The nickname was chosen in the 1930s for the school's debate team, following the acquisition of two baby kangaroos by the Kansas City Zoo.

The school has long branded itself for athletic purposes as "UMKC", but in June 2019, shortly before it announced its return to the Summit League, it unveiled a new logo and branding strategy emphasizing "Kansas City", and officially unveiled its full rebranding as the Kansas City Roos on July 1 of that year.
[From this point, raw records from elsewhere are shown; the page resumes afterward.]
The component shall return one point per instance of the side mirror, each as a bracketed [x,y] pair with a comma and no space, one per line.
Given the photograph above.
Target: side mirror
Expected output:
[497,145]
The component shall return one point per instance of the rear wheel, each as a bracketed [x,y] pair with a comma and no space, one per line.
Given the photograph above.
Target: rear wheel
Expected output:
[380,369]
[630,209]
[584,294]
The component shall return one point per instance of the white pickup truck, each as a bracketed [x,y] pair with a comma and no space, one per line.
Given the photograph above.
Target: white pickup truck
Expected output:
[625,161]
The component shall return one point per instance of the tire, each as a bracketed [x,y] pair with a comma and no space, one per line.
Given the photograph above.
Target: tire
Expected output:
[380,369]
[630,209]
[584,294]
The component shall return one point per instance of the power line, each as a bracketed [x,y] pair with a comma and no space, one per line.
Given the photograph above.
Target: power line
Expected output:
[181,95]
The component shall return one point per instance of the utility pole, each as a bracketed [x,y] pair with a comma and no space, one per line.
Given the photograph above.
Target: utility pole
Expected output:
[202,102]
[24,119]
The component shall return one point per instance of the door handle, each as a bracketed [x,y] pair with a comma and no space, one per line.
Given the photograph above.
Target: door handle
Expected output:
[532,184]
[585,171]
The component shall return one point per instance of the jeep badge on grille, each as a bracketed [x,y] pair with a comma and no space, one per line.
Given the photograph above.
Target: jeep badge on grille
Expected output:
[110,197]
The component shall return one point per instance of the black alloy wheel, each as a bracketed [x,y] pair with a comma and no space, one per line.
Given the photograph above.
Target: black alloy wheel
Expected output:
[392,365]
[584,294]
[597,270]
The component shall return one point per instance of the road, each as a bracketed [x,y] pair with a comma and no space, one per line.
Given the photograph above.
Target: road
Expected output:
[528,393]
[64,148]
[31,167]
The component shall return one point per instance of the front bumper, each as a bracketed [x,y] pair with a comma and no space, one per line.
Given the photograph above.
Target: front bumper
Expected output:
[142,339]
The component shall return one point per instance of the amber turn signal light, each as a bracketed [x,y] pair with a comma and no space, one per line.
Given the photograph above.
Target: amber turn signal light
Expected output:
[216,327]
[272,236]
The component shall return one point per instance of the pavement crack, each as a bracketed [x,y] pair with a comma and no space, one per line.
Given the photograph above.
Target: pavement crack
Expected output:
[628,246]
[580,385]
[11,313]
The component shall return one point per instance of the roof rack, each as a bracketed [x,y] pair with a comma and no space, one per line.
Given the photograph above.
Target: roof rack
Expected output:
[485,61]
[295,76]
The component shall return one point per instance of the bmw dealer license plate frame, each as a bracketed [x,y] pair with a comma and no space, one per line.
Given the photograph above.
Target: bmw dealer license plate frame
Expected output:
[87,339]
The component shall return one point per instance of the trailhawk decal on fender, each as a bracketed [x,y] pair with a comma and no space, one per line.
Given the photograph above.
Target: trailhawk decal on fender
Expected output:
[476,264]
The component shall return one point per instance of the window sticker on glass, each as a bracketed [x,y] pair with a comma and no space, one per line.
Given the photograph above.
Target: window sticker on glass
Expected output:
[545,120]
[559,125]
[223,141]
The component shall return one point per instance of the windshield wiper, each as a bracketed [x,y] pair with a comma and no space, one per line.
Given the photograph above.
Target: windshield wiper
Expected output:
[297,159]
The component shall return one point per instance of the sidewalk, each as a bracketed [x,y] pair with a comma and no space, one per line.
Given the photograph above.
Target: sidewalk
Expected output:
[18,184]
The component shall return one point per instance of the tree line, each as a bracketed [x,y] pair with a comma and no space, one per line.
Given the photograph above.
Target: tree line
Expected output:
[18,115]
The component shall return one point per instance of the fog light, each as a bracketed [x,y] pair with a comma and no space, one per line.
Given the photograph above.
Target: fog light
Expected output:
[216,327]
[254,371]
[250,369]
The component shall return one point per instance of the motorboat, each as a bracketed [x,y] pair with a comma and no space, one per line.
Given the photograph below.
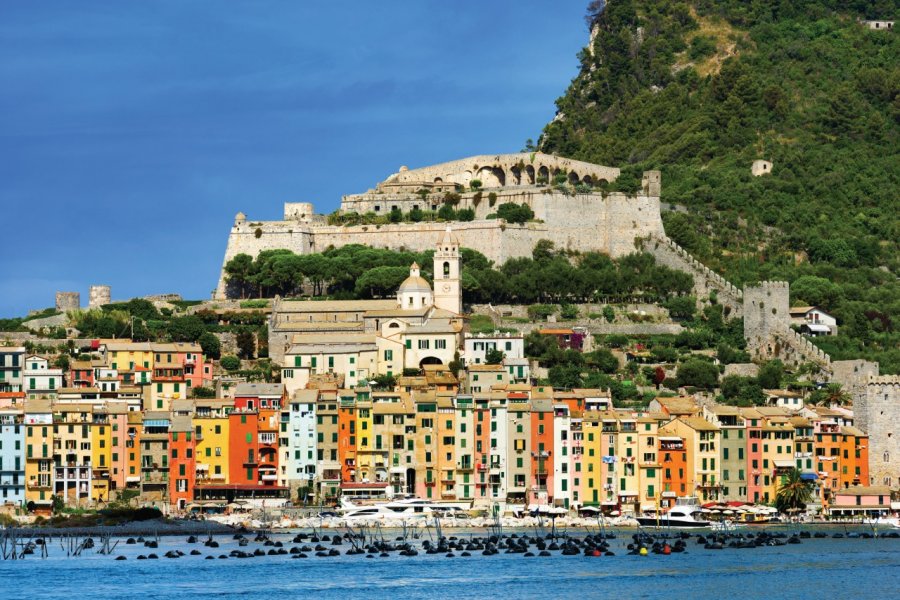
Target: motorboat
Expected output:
[685,513]
[407,508]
While its previous conference, the WAC, used "UMKC", its current conference, the Summit League, uses "Kansas City". As part of the 2019 rebranding, the program is now known as Kansas City Athletics. Teams will be known as the Kansas City Roos, with "Roos" having long been used as a short form for the historic nickname of Kangaroos. The national media had been inconsistent in usage prior to the 2019 rebranding.